O sprawę zagrożenia ze strony wilków oraz mieszańców wilków z psami zapytał poseł Kazimierz Matuszny z Prawa i Sprawiedliwości, który zauważył, że ich wzrastająca liczebność powoduje coraz wyższe straty w pogłowiu owiec.
- Pierwszy problem jest związany z obecnością w lasach mieszańców psa z wilkiem.

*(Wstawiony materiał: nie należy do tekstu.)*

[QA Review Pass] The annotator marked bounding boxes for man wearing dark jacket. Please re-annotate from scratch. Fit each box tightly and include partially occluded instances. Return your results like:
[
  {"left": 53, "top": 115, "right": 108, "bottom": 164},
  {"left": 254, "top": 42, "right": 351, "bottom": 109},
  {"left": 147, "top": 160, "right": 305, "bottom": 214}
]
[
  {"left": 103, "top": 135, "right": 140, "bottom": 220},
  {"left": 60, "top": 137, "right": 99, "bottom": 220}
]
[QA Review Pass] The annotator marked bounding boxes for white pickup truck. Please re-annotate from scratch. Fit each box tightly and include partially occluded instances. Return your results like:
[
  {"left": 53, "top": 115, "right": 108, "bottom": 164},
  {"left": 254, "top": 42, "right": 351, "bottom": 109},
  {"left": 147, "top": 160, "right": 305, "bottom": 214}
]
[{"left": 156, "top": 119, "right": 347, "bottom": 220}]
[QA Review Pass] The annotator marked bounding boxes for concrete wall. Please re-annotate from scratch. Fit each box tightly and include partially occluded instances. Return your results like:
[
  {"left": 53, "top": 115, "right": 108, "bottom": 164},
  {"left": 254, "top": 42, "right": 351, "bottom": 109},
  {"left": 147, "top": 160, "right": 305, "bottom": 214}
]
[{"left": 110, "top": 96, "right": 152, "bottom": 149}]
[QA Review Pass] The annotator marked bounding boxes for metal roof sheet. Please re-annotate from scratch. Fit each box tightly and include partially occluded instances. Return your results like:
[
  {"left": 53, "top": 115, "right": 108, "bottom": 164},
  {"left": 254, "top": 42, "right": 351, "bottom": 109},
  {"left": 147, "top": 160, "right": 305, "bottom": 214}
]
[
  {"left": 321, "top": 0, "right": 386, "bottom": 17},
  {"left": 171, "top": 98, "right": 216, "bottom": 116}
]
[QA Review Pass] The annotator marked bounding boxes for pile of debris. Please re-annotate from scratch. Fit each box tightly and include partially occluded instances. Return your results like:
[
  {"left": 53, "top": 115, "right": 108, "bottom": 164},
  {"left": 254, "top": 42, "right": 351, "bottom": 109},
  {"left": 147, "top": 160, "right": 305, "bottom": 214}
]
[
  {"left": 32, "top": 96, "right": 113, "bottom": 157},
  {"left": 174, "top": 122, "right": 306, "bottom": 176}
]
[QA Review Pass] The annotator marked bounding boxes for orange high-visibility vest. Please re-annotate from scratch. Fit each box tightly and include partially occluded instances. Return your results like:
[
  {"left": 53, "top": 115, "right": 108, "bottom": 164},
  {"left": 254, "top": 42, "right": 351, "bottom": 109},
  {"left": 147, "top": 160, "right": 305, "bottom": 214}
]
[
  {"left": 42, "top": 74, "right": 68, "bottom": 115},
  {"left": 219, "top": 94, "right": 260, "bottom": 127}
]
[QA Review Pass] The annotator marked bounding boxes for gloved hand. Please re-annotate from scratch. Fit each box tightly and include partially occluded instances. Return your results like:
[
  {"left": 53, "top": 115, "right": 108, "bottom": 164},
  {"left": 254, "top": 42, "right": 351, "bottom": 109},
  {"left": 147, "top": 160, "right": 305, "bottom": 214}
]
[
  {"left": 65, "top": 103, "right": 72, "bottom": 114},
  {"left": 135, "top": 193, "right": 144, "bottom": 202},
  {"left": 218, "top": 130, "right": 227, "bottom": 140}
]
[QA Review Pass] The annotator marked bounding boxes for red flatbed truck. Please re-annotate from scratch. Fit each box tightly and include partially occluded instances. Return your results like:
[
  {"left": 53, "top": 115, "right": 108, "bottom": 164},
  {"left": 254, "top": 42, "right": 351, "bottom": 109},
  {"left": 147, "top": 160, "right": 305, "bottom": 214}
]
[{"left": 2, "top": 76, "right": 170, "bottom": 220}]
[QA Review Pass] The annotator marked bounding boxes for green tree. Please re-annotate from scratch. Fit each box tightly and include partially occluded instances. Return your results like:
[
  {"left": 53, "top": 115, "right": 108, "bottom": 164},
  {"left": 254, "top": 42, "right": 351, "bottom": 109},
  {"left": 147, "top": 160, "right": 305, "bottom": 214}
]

Ich występowanie prowadzi bowiem do zubożenia materiału genetycznego wilka oraz do odmiennych zachowań, do których prawdopodobnie w przyszłości będzie trzeba zaliczyć agresję w stosunku do ludzi – napisał w interpelacji poseł K. Matuszny, który zapytał jak resort klimatu i środowiska pochodzi do tego problemu oraz czy przewiduje się wprowadzenie dodatkowych mechanizmów ochronnych w stosunku do hodowli owiec w związku z wysoką śmiertelnością tych zwierząt na skutek wzrostu populacji drapieżników.
Problem hybrydyzacji
W odpowiedzi ministerstwo klimatu i środowiska podkreśliło, że istnieje problem tzw. hybrydyzacji wilków. - Mieszańce powstają najczęściej w sytuacjach, kiedy w okresie rozrodczym zabraknie samca wilka (np. w wyniku kolizji z pojazdem) i samica skojarzy się z wałęsającym się w lesie psem. Hybrydy najczęściej można odróżnić po cechach zewnętrznych, np. po nietypowym umaszczeniu, albo cechach fizjologicznych, np. urodzeniu w innym niż typowych dla wilka miesiącach – kwietniu, maju, jak również w oparciu o badania genetyczne- napisała wiceminister Małgorzata Golińska.